# CS 4824 - Machine Learning
The following contains all of our baseline comparison metrics and our developed metrics for hierarchical agglomerative clustering.

In [3]:
# Necessary libraries for import
import pandas as pd
import numpy as np
import random
import operator
import math
from sklearn.preprocessing import MinMaxScaler
import matplotlib.pyplot as plt
from scipy.cluster.hierarchy import dendrogram

## Open the necessary files for computation

In [4]:
# TODO

## Centroid Link
The following creates a hierarchical agglomerative clustering of the above data based upon the centroid link metric.

In [5]:
def cluster_distance(c1, c2):
    return math.sqrt((c2[1]-c1[1])**2+(c2[0]-c1[0])**2)

def find_min_clusters(clusters):
    curr_cluster_1 = 0
    curr_cluster_2 = 1
    curr_dist = -1
    for i in range(0, len(clusters)):
        for y in range(i+1, len(clusters)):
            new_dist = cluster_distance(clusters[i], clusters[y])
            if curr_dist < 0 or curr_dist > cluster_distance(clusters[i], clusters[y]):
                curr_cluster_1 = i
                curr_cluster_2 = y
                curr_dist = cluster_distance(clusters[i], clusters[y])
    return curr_cluster_1, curr_cluster_2, curr_dist

In [6]:
def hierarchical_clustering_linkage(df):
    # linkage used for dendrogram drawing
    linkage = []
    
    # List of current elements, in their x and y dimensions, zipped together
    curr_x = [x for x in df.iloc[:,0]]
    curr_y = [y for y in df.iloc[:,1]]
    curr_clusters = [list(c) for c in zip(curr_x, curr_y)]
    
    # Indices of current clusters
    idxs = [i for i in normalized_df.index]
    
    # The number of items in each cluster
    items_per_cluster = [1 for i in range(0, len(curr_x))]

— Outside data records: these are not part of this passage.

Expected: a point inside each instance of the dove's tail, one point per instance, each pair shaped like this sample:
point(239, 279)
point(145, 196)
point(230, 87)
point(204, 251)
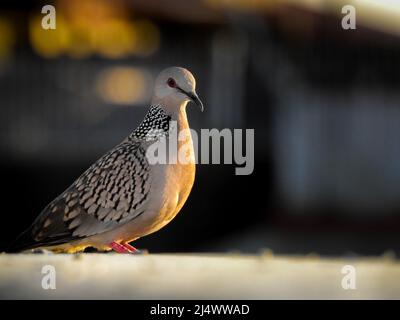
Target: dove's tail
point(23, 242)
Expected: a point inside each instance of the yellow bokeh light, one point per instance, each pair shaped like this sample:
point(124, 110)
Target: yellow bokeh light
point(123, 85)
point(92, 27)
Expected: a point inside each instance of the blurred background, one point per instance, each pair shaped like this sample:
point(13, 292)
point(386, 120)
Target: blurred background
point(324, 103)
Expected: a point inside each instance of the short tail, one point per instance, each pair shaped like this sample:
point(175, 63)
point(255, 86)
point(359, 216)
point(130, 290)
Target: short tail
point(24, 241)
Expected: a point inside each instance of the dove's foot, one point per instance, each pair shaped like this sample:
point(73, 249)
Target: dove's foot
point(123, 248)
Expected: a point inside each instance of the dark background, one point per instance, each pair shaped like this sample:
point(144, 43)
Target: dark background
point(324, 103)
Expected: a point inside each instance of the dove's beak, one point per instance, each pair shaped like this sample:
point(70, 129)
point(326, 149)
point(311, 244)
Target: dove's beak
point(194, 97)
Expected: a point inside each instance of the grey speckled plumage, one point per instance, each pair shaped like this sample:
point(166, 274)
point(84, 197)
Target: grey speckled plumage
point(121, 196)
point(112, 191)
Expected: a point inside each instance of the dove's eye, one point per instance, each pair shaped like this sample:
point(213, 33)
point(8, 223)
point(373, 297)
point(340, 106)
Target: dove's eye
point(171, 82)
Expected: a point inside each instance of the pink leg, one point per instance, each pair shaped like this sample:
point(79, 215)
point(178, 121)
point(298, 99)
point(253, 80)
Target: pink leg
point(118, 247)
point(130, 248)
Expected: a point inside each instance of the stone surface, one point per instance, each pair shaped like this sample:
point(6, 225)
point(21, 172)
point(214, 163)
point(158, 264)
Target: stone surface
point(208, 276)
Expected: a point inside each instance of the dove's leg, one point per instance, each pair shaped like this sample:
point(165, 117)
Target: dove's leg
point(118, 247)
point(130, 248)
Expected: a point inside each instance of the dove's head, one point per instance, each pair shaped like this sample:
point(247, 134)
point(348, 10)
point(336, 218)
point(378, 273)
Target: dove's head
point(174, 87)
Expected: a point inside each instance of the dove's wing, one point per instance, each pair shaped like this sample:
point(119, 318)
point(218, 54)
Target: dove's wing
point(113, 191)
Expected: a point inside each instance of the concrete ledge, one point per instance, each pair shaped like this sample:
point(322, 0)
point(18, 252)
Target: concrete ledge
point(192, 276)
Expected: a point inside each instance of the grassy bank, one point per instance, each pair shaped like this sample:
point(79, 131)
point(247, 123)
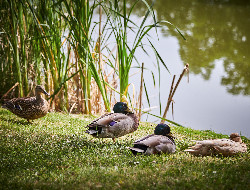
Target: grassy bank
point(54, 153)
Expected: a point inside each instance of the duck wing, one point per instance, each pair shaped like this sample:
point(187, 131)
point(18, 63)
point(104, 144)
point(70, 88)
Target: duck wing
point(17, 105)
point(153, 144)
point(225, 147)
point(111, 125)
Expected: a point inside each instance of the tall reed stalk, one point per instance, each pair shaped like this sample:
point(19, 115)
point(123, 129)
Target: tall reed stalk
point(58, 44)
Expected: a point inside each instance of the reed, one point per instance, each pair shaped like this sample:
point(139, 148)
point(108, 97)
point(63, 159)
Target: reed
point(55, 43)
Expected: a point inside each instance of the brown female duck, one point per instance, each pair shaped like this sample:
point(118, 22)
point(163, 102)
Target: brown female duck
point(225, 147)
point(29, 107)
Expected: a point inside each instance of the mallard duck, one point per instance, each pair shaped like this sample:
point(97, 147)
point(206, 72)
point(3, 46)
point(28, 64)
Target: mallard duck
point(113, 125)
point(29, 107)
point(160, 142)
point(226, 147)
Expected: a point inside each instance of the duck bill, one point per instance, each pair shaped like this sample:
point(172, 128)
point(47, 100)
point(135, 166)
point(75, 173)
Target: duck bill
point(171, 135)
point(46, 93)
point(128, 110)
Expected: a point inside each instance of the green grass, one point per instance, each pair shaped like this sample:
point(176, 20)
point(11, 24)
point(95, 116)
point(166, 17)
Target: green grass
point(54, 153)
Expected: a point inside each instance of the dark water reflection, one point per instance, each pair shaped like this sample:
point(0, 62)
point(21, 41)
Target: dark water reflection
point(217, 32)
point(214, 30)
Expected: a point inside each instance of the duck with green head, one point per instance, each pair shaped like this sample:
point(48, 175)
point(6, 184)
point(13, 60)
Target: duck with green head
point(113, 125)
point(160, 142)
point(29, 107)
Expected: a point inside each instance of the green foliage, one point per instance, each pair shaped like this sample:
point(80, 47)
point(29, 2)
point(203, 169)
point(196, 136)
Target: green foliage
point(54, 153)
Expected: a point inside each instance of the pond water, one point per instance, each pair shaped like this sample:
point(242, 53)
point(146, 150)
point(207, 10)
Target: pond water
point(217, 48)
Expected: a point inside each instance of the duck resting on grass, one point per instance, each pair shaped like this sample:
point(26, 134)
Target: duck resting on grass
point(160, 142)
point(225, 147)
point(29, 107)
point(113, 125)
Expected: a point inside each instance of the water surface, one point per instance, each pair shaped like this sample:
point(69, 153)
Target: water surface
point(217, 48)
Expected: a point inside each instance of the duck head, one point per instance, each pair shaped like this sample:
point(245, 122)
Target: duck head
point(40, 89)
point(121, 107)
point(162, 129)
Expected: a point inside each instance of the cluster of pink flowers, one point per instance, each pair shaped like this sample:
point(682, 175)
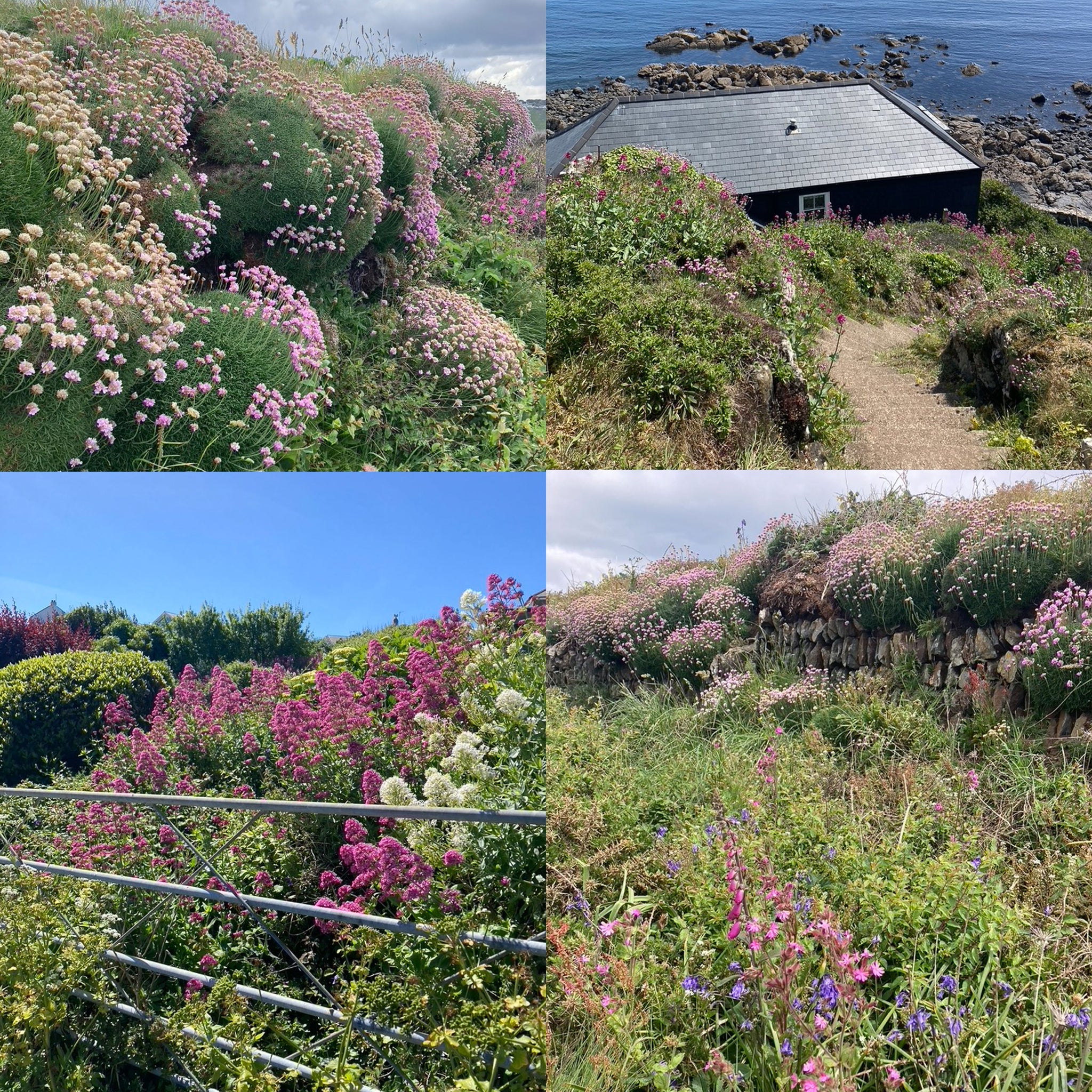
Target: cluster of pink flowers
point(474, 357)
point(689, 650)
point(1006, 557)
point(515, 196)
point(143, 94)
point(1055, 651)
point(381, 872)
point(402, 106)
point(724, 604)
point(810, 690)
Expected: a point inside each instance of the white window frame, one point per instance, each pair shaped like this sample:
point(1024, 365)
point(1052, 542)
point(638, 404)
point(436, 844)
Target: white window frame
point(826, 202)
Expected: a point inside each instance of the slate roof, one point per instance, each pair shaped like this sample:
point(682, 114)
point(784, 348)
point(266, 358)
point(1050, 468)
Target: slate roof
point(847, 132)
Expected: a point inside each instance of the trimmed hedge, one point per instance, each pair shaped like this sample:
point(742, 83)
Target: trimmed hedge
point(52, 707)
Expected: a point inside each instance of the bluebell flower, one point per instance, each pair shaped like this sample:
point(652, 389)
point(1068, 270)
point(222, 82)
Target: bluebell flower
point(918, 1020)
point(692, 984)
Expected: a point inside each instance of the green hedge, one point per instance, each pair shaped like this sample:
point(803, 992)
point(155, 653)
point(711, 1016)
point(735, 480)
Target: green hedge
point(52, 707)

    while len(curr_clusters) > 1:
        # Get cluster indices and distances
        c1, c2, curr_dist = find_min_clusters(curr_clusters)
        
        # Specify new cluster centroids
        new_c = []
        new_c.append((curr_clusters[c1][0] + curr_clusters[c2][0])/2)
        new_c.append((curr_clusters[c1][1] + curr_clusters[c2][1])/2)
        
        # Remove old clusters from the set of current clusters
        curr_clusters.pop(c1)
        curr_clusters.pop(c2-1)
        
        # Increment for new cluster
        idxs.append(idxs[-1] + 1)
        
        # Add new cluster to list of clusters
        curr_clusters.append(new_c)
        
        # Update number of items per cluster, removing old ones and adding in new one
        num_items = items_per_cluster[c1] + items_per_cluster[c2]
        items_per_cluster.pop(c1)
        items_per_cluster.pop(c2-1)
        items_per_cluster.append(num_items)
        
        # Add new iteraion to linkage
        linkage.append([idxs[c1], idxs[c2], curr_dist, num_items])
        
        # Remove old cluster indices
        idxs.pop(c1)
        idxs.pop(c2-1)
    
    return linkage

In [7]:
# Determine linkage of centroid link model
centroid_link_linkage = hierarchical_clustering_linkage(normalized_df)
pd.DataFrame(centroid_link_linkage, 
             columns=['row label 1', 'row label 2', 'distance', 'no. of items in clust.'],
             index=['cluster %d' %(i+1) for i in range(len(centroid_link_linkage))])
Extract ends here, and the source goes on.